We never worked so long and so painstakingly on any of our other works, either before or after. Three years was spent amassing, scrap by scrap, the episodes, the characters' biographies, individual phrases and turns of speech; we invented the City, its peculiarities, and the laws governing its existence, as well as a cosmography, as authentic as we could possibly make it, for this artificial world, and its history. It was genuinely delightful and fascinating work, but everything in this world ends sometime, and in June 1969 we drew up the first detailed plan and adopted the definitive title – The Doomed City. This is the title of a famous painting by Roerich that had once astounded us with its sombre beauty and the sense of hopelessness emanating from it.

The draft of the novel was completed in six sessions (in all, about seventy full working days) over a period of two and a quarter years. On May 27, 1972, we wrote in the final period, heaved a sigh of relief, and stuffed the unusually thick file into the bookcase. Into the archive. For a long time. Forever. It was perfectly obvious to us that the novel had absolutely no prospects.

The City is part of The Experiment, and filled with people from Earth who volunteered, irrevocably, for the social experiment. They keep it going, working at processes because the processes exist, and the book sort of clatters along, not concerned with anything gleaming, but garbage collection, stupidity, gloom, drunkenness. There's a sense of hidden meaning being very imperfectly and wrongly interpreted and discovered, as with Roadside Picnic – like the Sufi story about the blind people touching the elephant. The main character Andrei is a dim-witted, easily angered enthusiast for The Experiment, and gradually rises through the ranks. One of the book's main weaknesses is his imbecility. But its very good. Cynical and throwing absurdity at bureaucracy and planned societies.

Fizzles, Sunday, 28 January 2018 14:56 (six years ago) link

Burned through The Left Hand of Darkness yesterday. Weird, sad, a thrill.

direct to consumer online mattress brand (silby), Sunday, 28 January 2018 17:57 (six years ago) link

Le G.'sThe Dispossessed is pretty amazing too. Ditto the Strugatskys' Hard To A God.

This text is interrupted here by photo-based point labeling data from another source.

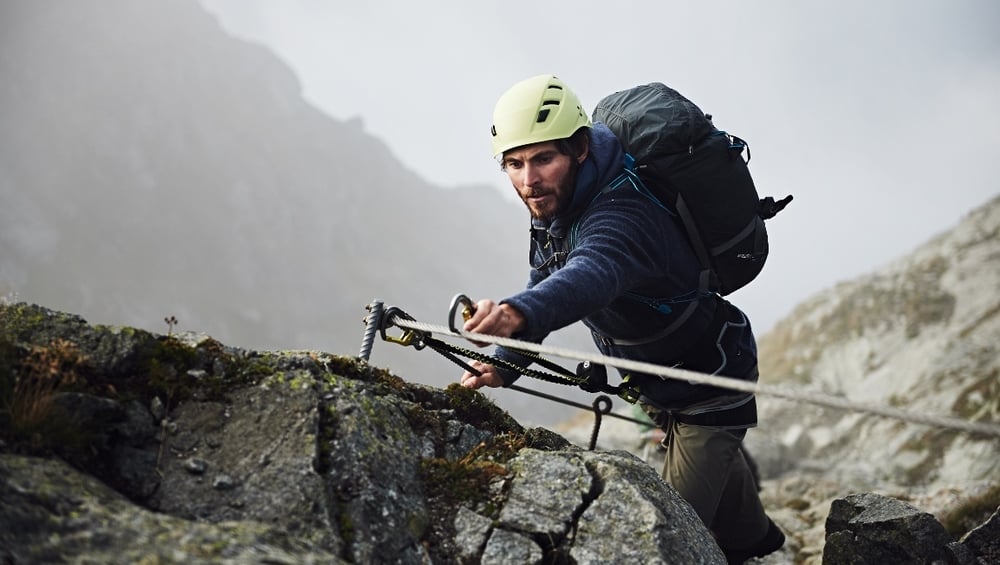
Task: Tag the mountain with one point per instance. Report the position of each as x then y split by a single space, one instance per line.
920 335
153 166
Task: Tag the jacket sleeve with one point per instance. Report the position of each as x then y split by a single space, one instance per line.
619 245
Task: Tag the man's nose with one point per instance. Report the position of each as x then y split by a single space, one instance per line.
529 175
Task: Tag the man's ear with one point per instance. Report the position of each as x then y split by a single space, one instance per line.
584 150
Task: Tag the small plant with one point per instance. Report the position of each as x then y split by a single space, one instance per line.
171 322
8 298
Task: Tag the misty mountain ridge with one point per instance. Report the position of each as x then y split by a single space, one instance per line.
920 335
151 165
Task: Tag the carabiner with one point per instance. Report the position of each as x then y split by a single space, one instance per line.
409 337
467 312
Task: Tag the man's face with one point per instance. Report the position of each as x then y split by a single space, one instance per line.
542 176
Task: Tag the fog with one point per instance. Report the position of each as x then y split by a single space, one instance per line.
880 118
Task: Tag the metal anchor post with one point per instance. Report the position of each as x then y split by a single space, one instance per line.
373 321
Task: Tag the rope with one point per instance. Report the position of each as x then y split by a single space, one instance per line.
819 399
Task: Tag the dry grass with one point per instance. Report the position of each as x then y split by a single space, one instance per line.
44 372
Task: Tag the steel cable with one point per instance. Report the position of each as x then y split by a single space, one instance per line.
811 397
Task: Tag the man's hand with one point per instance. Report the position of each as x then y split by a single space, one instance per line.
489 376
490 318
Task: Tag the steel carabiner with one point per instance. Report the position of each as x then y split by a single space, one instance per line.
467 312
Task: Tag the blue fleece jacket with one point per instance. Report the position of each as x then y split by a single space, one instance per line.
618 261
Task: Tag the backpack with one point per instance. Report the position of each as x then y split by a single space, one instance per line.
698 173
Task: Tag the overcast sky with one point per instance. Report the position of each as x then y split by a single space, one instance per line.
882 118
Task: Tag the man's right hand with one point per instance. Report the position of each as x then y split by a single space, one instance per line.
489 376
490 318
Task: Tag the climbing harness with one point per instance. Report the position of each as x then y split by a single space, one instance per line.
591 374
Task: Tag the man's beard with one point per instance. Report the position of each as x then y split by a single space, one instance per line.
562 193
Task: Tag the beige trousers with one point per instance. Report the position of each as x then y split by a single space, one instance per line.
706 466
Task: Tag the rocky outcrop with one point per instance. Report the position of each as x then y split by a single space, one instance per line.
868 528
175 449
918 335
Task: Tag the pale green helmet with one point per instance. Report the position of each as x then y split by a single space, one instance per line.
537 109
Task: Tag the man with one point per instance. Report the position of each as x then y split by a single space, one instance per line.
604 252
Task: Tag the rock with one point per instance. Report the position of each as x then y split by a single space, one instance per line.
870 528
983 542
290 457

dow, Sunday, 28 January 2018 20:52 (six years ago) link

Incidentally there was a Soviet propaganda poster v like that Roerich painting in the current (very good) Tate exhibition Red Star Over Russia. A vicious snake (presumably capitalism) coiled round an industrial city on a mount.

Fizzles, Sunday, 28 January 2018 21:38 (six years ago) link

I finished Chocky by John Wyndham. It'd been a while since I'd read any straight science fiction. Probably the last one before this was The City and the City by China Mieville. That one had a more interesting conceit, but this was a bit more focused (and shorter). The prose seemed a bit workmanlike, but I guess that's par for the course. Also, considering the book is narrated by a father, it seems that the other members of the family remain kind of emotional ciphers - maybe that's just the way things were in the old days, but it seems to make the book less dramatic than it could have been.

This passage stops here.